National Security Strategy

The Obama Administration is releasing its long-awaited National Security Strategy today.  Josh Rogin and others have a sneak preview.

I’ll be doing more substantive commentary once I’ve had a chance to digest the whole 52-page document.  In the meantime, I’ve compiled a roundup post at New Atlanticist titled “National Security Strategy Instant Reactions.”

My main concern is the very thing that makes Christine Parthemore, the Bacevich Fellow at the Center for a New American Security, so happy.  She does a word count and notes “The new NSS mentions energy more than engagement or military. And climate change appears more than intelligence.”  Of the words she tracked, development (76 mentions) tops the list, followed closely by nuclear (74).  Well down the list are energy (49), military (44), engagement (43), climate change (28), and intelligence (18).

To me, this is defining national security in a way that has no meaning.

In fairness, the actual conduct of foreign policy under Obama is not, as I’ve written before, all that great a departure from that of post-2005 George W. Bush.  But, clearly, they very much want us to think otherwise.

FILED UNDER: Climate Change, Intelligence, National Security, ,
James Joyner
About James Joyner
James Joyner is Professor and Department Head of Security Studies at Marine Corps University's Command and Staff College. He's a former Army officer and Desert Storm veteran. Views expressed here are his own. Follow James on Twitter @DrJJoyner.

Comments

  1. Dave Schuler says:

    I’m going to have to read the rest after I cool down a bit. I was bored by the introduction and the first section, briefly excited at the opening of the second section, only to be disappointed that our actual strategic interests appeared to be cast away in favor of a domestic wish list.

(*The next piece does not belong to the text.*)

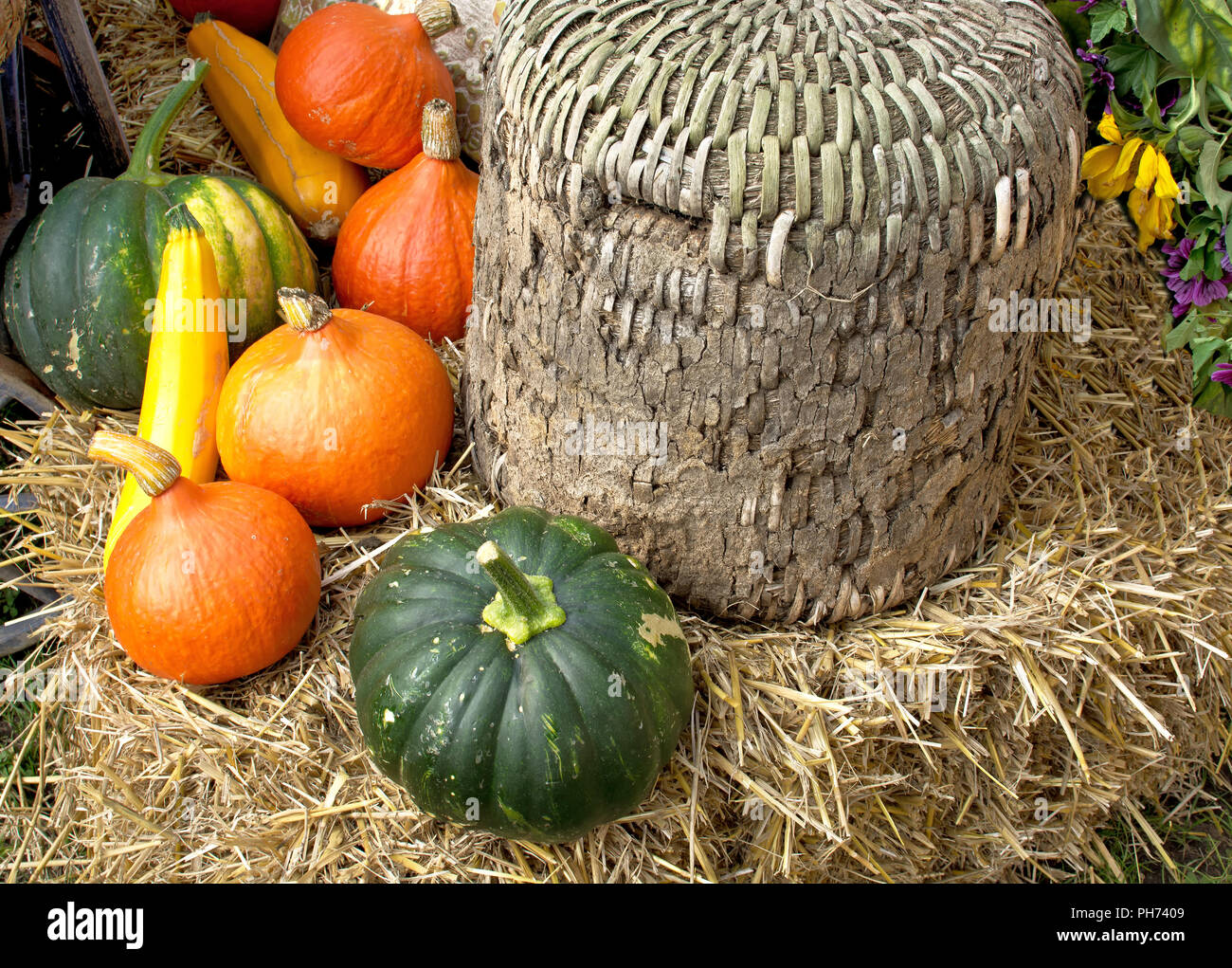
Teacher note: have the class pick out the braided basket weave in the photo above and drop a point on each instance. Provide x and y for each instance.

    So far the document resembles a State of the Union speech. A State of the Globe, perhaps? A long wish list that doesn’t mean a great deal.

    Are we genuinely underinvested in education and healthcare? We spend well over a trillion dollars a year on education and three trillion a year on healthcare and rising fast. What would be an appropriate level of investment and how can that be realized?

  2. john personna says:

    My main concern is the very thing that makes Christine Parthemore, the Bacevich Fellow at the Center for a New American Security, so happy. She does a word count and notes “The new NSS mentions energy more than engagement or military. And climate change appears more than intelligence.” Of the words she tracked, development (76 mentions) tops the list, followed closely by nuclear (74). Well down the list are energy (49), military (44), engagement (43), climate change (28), and intelligence (18).

    To me, this is defining national security in a way that has no meaning.

    Well, hasn’t a good part of our “national security” since the Iranian revolution been about securing “energy security?”

    Carter Doctrine

    We could call it Colonial Policy if we were more honest 😉

  3. My main concern is the very thing that makes Christine Parthemore, the Bacevich Fellow at the Center for a New American Security, so happy. She does a word count and notes “The new NSS mentions energy more than engagement or military. And climate change appears more than intelligence.” Of the words she tracked, development (76 mentions) tops the list, followed closely by nuclear (74). Well down the list are energy (49), military (44), engagement (43), climate change (28), and intelligence (18).

    To me, this is defining national security in a way that has no meaning.

    She did a word count ?

    This is what passes for serious analysis ?

  4. TangoMan says:

    In fairness, the actual conduct of foreign policy under Obama is not, as I’ve written before, all that great a departure from that of post-2005 George W. Bush. But, clearly, they very much want us to think otherwise.

    Either a charade or a process of redefining national security strategy where the rate of change is tied to a feedback loop. The more that is changed the faster additional change can be implemented but so far, with policy being not too divergent from Bush-era policy, the rate of change is small. This document might be a roadmap to some desired end state.

  5. Brett says:

    So far the document resembles a State of the Union speech. A State of the Globe, perhaps? A long wish list that doesn’t mean a great deal.

    That’s an apt description, an impression that I got from reading it (I read the whole thing this morning) as well. There’s some content in there (although it’s nothing that hasn’t been said before), but most of it is drowned in a whole lot of “fluff” (nice rhetoric), as well as a laundry list of Obama projects on everything from the economy to climate change.

    It waters the definition of “National Security” down to the point of near-uselessness in the process, including things like domestic initiatives to boost the economy and the like. Really, don’t waste your time reading the whole thing.

  6. steve says:

    No time to read this for a while. I do think that healing our economy is a major national security issue, but not sure it merits NSS coverage. If the word counts are correct, it sounds like they are going after a CNAS type approach of world wide engagement. Sounds more like State Department stuff.

    Steve

  7. James Joyner says:

    it sounds like they are going after a CNAS type approach of world wide engagement

    Astute observation. And, heck, CNAS was basically launched as a shadow cabinet and both of its founders, Campbell and Flournoy, got plum assignments.